Um ano no Eliseu
Texto: NUNO GALOPIM
Se falamos numa certa diluição entre as fronteiras do registo documental e da ficção em algum do cinema do nosso tempo, vale a pena reparar que o mesmo se pode aplicar a alguma da banda desenhada franco-belga que tem surgido nos últimos tempos. A juntar a uma série de graphic novels com alma de reportagem, um volume expressivo de livros tem entrado em cena nos últimos meses juntando a essa forma documentarística de olhar uma vontade em estabelecer também percursos narrativos, muitos deles colocando os próprios autores entre as personagens representadas. Foi assim que, há poucos meses, viajámos à Antártida com o brilhante desenhador Emmanuel Lepage e o seu irmão (um fotografo), em La Lune Est Blanche.

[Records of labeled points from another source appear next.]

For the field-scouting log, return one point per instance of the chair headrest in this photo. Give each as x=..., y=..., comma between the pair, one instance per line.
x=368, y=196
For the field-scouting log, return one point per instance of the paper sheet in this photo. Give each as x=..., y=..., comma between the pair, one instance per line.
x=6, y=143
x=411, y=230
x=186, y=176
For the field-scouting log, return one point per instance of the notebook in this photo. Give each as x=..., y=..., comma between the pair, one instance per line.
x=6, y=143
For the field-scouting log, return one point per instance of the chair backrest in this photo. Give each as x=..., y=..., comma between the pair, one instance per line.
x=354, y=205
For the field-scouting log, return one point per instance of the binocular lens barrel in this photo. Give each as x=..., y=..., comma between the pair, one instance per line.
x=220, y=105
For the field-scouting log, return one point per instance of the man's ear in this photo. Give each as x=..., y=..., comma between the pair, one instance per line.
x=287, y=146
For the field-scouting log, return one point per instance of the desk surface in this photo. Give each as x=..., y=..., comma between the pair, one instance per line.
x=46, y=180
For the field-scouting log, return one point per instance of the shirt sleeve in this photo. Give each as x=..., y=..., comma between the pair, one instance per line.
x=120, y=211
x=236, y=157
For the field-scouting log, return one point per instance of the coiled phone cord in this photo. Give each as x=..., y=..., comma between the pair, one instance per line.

Ou, já este ano, acompanhámos os trabalhos de arqueologia numa pequena ilha no Índico, que revelaram a história de um naufrágio de um navio negreiro em Les Esclaves Oubliés de Tromelin, de Sylvain Savola. Hoje focamos contudo atenções num registo que, se bem que aparentado a esta lógica, junta uma condimentação política adicional: que tal o retrato de um ano de vida no Eliseu, a sede da presidência francesa?

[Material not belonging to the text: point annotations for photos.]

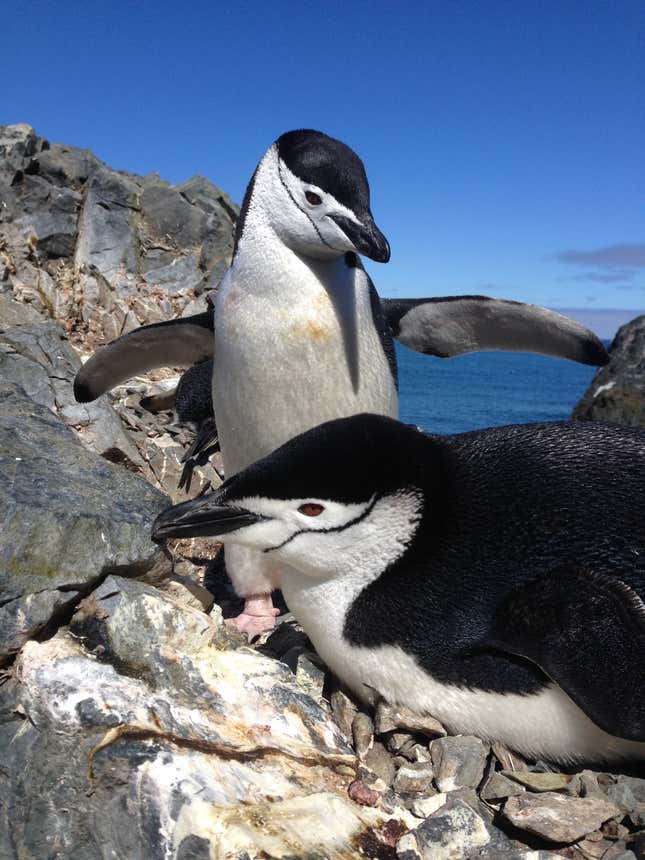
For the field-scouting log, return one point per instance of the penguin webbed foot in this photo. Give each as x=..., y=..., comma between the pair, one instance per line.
x=258, y=615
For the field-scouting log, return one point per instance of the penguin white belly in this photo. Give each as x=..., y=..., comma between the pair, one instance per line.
x=292, y=356
x=547, y=724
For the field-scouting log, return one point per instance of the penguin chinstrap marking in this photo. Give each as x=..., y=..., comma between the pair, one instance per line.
x=300, y=334
x=494, y=579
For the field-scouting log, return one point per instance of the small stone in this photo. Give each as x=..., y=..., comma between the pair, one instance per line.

Com raízes que remontam ao século XVIII, o palácio – que conheceu várias fases de construção e campanhas de remodelação – acolheu em tempos Madame de Pompadour, foi casa de um dos irmãos de Napoleão I e residência do seu sobrinho depois deste ter sido eleito Presidente em 1848, antes do golpe de estado que dele faria o imperador Napoleão III (que se mudaria de armas e bagagens para ali perto, passando a habitar uma das alas do Louvre). Sede da presidência e redidência oficial do chefe de estado desde a III República (em finais do século XIX) o Eliseu é, mais que o seu principal inquilino atual, o protagonista de Le Château.

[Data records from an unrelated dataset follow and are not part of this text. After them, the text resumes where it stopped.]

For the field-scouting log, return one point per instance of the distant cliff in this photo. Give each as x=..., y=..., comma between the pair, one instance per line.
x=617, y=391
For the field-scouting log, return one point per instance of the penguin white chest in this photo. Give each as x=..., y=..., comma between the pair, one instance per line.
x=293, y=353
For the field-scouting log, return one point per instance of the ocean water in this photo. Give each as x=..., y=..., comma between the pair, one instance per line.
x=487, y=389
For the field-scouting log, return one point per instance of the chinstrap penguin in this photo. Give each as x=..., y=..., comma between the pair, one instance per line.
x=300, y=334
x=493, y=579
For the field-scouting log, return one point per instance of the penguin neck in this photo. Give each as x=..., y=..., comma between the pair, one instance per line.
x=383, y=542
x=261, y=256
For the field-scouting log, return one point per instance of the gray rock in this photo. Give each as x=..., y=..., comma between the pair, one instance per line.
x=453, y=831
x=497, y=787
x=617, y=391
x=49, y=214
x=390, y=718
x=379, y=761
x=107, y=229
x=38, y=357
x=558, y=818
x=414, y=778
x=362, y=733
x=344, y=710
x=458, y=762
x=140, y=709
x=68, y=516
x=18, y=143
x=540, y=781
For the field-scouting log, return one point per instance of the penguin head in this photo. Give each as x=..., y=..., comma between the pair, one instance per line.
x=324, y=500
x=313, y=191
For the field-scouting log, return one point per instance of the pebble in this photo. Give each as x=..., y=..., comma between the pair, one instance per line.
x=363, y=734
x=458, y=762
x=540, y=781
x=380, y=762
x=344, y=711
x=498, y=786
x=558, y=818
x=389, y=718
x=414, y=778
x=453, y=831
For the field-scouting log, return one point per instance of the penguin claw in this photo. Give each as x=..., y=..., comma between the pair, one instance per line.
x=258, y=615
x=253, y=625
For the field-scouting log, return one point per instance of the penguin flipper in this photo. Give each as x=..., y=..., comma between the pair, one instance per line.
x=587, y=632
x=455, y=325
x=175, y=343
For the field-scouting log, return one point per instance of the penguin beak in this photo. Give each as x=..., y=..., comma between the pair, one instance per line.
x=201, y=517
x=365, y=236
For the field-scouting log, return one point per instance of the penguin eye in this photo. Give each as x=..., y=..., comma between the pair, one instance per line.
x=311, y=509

O autor do livro é Mathieu Sapin, autor que nos últimos anos publicou uma reportagem sobre o dia a dia no diário francês Liberation e uma outra sobre a campanha presidencial de François Hollande num registo semelhante. Le Château lembra essas experiências anteriores. E junta a descoberta das salas, departamentos e funcionários do Eliseu ao próprio labor do desenhador-repórter, não evitando naturalmente abordar alguns dos grande factos políticos contemporâneos ao período no qual teve acesso ao palácio, nomeadamente as eleições locais e europeias que revelaram resultados francamente desencorajadores para os socialistas.
Começamos por acompanhar Sapin numa visita ao consultor para a imprensa e comunicação, que acaba por abrir portas a uma entrevista de oito minutos com Hollande e a consequente autorização para fazer o livro. Salvo o bunker Jupiter, a que Sapin não teve acesso, visitamos com ele a sede do poder francês. Passamos pela sala de imprensa, fazemos um percurso guiado pelos principais salões, vemos como são preparados os momentos de uma comunicação à imprensa, questões de segurança, entramos nas cozinhas (para reparar que uma máquina de café é dada como o centro do Eliseu), na adega, conhecemos a florista e descobrimos um dojo na cave do palácio. Uma visita de Estado ao Azerbaijão e Geórgia e as receções ao presidente da China e à rainha de Inglaterra permitem depois ver como todos estes mecanismos de bastidores funcionam entre si.
Sapin usa diálogos com amigos fora do Eliseu, com jornalistas ou alguns dos profissionais que trabalham no palácio para juntar ao lugar, quem o habita e a experiência de o visitar um ponto de vista crítico, sem nunca esquecer um certo humor com que repara em pequenos detalhes que habitualmente passam a leste das atenções.
Como adenda aos percursos no Eliseu, o autor foi ainda a tempo de juntar ao livro um epílogo sobre os acontecimentos já de janeiro deste ano, na sequência dos atentados que colocaram o Charlie Hebdo nas primeiras páginas dos restantes jornais de todo o mundo.
Lançado há poucos dias em França, será curioso ver como, além de dar a conhecer o Eliseu, este livro poderá (ou não) contribuir para a construção de uma outra imagem do seu atual inquilino.
“La Château”, de Mathieu Sapin, é uma edição em capa dura de 134 páginas, lançada em França pela Dargaud.